Da tempo, infatti, scrivo che l’abbinamento
Roncalli-Wojtyla sugli altari, è stato un passo “voluto” e “dovuto” da papa
Francesco. Nessuno mette in dubbio i tanti miracoli
fatti da Giovanni Paolo II: le conversioni pastorali, i cammini di fede, e
anche le guarigioni corporali. Solo che Bergoglio ha voluto far festa anche con
quella Chiesa che, negli ultimi trenta anni, è stata messa ai margini avendo pensato
al Concilio Vaticano II come una grande casa dove costruire percorsi per una
Chiesa libera, audace, coraggiosa, in dialogo con il mondo, accanto ai poveri,
e povera nei suoi templi e nei suoi agi dorati conquistati in anni di
ammiccamenti con il potere. Quella Chiesa della profezia e della speranza che
aveva scelto il Concilio Vaticano II come stella polare del proprio cammino, e
aveva avuto in don Tonino Bello, David Maria Turoldo, Carlo Carretto, Carlo
Maria Martini, Vittorio Bachelet, Benedetto Calati, Ernesto Balducci, don Luigi
Di Liegro, tanto per citarne qualcuno, l’esempio migliore per un vangelo della
prossimità e dell’alterità.
La notizia della prossima beatificazione di Paolo VI, il papa
“intellettuale”, non fa altro che rimescolare le carte: non c’è solo Wojtyla,
come forse qualche principe della Chiesa voleva far credere. Personalmente non
mi piace questa sbornia dei tre papi santi. Non credo che il mondo, e la
Chiesa, abbiano bisogno oggi di una papolatria indotta. Ma mi rendo conto che
papa Francesco abbia scelto di essere davvero il papa, il padre di tutti, indicando
un cammino di santità che attraversa storie di vita diverse e, qualche volta,
contrastanti.
“Santo subito” non può essere l’unica acclamazione pro-canonizzazione,
l’unica voce di popolo intonata al canto dei regnanti di turno e alle
mediazioni ecclesiali. Perché invece, spesso, quasi sempre, quel “santo subito”

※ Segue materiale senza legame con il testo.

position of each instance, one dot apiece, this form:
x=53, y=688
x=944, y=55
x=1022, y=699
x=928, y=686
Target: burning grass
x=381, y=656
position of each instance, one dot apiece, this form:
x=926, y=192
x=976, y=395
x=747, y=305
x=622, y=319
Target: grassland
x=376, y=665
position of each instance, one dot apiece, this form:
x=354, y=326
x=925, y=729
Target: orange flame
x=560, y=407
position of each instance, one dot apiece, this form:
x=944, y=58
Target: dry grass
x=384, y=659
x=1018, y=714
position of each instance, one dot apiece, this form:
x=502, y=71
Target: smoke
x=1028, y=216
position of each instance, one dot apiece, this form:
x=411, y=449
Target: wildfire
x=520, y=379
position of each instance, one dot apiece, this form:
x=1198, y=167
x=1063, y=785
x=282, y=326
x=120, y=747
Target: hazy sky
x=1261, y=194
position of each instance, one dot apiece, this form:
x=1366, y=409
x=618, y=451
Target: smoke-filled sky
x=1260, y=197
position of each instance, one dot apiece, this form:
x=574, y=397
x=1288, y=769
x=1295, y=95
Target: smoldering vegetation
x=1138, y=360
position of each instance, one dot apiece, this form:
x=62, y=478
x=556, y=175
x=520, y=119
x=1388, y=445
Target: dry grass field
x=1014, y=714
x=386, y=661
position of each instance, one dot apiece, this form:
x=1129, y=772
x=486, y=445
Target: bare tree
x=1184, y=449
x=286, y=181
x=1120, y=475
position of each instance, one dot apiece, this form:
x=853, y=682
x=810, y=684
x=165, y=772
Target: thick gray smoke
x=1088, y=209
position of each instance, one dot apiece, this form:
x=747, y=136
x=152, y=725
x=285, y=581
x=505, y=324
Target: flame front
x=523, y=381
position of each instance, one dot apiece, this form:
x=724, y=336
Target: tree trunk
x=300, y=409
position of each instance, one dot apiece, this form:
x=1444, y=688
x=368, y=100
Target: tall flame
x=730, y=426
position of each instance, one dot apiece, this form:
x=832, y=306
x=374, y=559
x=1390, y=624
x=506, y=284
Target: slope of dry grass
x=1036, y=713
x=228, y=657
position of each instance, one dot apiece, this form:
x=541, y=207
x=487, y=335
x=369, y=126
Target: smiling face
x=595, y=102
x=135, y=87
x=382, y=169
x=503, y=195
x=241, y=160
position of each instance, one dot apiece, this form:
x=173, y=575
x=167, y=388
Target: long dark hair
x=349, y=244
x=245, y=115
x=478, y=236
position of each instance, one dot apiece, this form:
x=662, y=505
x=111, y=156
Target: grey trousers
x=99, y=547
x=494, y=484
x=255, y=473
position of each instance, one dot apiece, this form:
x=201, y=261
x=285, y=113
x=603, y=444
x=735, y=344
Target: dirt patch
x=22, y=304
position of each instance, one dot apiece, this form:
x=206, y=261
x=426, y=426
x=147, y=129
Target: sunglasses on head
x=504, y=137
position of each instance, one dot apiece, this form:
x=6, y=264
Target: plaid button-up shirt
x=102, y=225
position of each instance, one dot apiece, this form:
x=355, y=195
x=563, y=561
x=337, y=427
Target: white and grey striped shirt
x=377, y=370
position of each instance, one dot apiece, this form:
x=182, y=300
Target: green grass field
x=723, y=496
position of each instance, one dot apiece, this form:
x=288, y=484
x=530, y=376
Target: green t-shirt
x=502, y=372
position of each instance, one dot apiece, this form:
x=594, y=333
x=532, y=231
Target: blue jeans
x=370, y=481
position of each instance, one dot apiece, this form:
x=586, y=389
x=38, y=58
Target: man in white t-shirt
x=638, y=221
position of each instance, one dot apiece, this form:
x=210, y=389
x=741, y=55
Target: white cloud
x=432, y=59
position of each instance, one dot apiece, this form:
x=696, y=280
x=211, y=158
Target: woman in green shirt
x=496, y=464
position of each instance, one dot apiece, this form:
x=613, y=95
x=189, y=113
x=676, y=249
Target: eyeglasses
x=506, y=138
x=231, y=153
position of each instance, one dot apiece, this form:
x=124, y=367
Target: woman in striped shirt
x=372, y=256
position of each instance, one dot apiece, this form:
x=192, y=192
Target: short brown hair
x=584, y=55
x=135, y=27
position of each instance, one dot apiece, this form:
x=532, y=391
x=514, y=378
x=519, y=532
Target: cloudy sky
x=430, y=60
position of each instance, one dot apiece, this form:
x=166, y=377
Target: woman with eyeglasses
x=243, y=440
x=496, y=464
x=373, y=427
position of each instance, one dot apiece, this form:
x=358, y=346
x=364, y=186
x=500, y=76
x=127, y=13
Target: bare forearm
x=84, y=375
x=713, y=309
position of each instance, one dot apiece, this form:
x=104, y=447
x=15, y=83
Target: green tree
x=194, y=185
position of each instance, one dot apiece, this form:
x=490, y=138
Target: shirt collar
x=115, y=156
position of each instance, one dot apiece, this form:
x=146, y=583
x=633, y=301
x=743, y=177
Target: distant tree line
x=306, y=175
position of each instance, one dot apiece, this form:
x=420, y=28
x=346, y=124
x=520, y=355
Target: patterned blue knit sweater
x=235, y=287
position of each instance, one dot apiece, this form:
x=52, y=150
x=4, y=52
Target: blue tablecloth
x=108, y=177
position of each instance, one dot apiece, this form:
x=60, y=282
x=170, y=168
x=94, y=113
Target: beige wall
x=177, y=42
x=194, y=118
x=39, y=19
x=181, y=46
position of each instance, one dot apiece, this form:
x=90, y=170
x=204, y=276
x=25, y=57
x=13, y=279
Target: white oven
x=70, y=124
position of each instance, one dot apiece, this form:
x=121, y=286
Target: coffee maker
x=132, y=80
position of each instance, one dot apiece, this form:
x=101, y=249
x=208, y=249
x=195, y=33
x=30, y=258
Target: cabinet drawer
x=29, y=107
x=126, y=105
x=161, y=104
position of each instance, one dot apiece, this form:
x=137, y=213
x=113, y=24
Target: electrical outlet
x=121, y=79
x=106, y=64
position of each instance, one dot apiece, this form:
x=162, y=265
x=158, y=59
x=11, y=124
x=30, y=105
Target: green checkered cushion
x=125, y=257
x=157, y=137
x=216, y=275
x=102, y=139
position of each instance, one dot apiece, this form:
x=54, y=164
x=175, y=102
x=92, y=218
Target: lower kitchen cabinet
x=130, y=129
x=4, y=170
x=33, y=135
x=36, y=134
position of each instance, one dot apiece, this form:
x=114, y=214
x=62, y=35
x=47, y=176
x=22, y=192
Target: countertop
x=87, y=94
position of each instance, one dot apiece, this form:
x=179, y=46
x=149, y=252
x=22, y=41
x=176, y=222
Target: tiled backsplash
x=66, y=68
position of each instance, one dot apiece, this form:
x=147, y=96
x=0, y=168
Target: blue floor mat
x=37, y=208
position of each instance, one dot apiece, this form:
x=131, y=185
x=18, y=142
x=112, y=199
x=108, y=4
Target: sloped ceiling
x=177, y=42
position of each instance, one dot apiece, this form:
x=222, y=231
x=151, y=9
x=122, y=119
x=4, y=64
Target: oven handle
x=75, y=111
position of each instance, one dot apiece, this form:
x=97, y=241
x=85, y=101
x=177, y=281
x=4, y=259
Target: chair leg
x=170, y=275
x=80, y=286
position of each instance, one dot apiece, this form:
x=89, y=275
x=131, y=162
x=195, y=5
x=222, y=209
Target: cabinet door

è il grido sommerso e nascosto di una fede che sa riconoscere i suoi santi in
ogni angolo di terra e paradiso. Santi spesso umili, poveri, uomini e donne
laici, religiosi, vescovi di piccole città, martiri della fede sparsi in ogni
angolo di mondo, santi del popolo di Dio che con la loro vita ci fanno capire
quanto il vangelo sia più vicino all’uomo di quello che crediamo. Santi che già
compiono miracoli, senza aver avuto ancora nessuno avvallo pontificio, e che
continueranno a farli, alla faccia delle commissioni e dei tribunali diocesani.
Santi che sono, già oggi, i nostri angeli protettori. Le nostre ali di riserva
di un vangelo della gioia e della speranza.
Se penso alle conversioni che i libri di Carlo Carretto ancora attuano
nel cuore delle persone, se guardo all’albero nel cimitero di Alessano dove
sono appesi migliaia di bigliettini con suppliche, richieste di auto,
intercessioni a don Tonino Bello, se considero il martirio di mons. Arnulfo
Romero mentre dona se stesso nell’ultima messa, allora ogni “santo subito”
impallidisce di fronte alla beatitudine di un popolo di Dio che sa riconoscere
chi si incammina “in perfetta letizia” sui sentieri del vangelo.
Sì, abbiamo bisogno di santi, angeli protettori. Non c’è bisogno di
gridarlo, essi sono già lì che ci guardano e ci accompagnano per mano.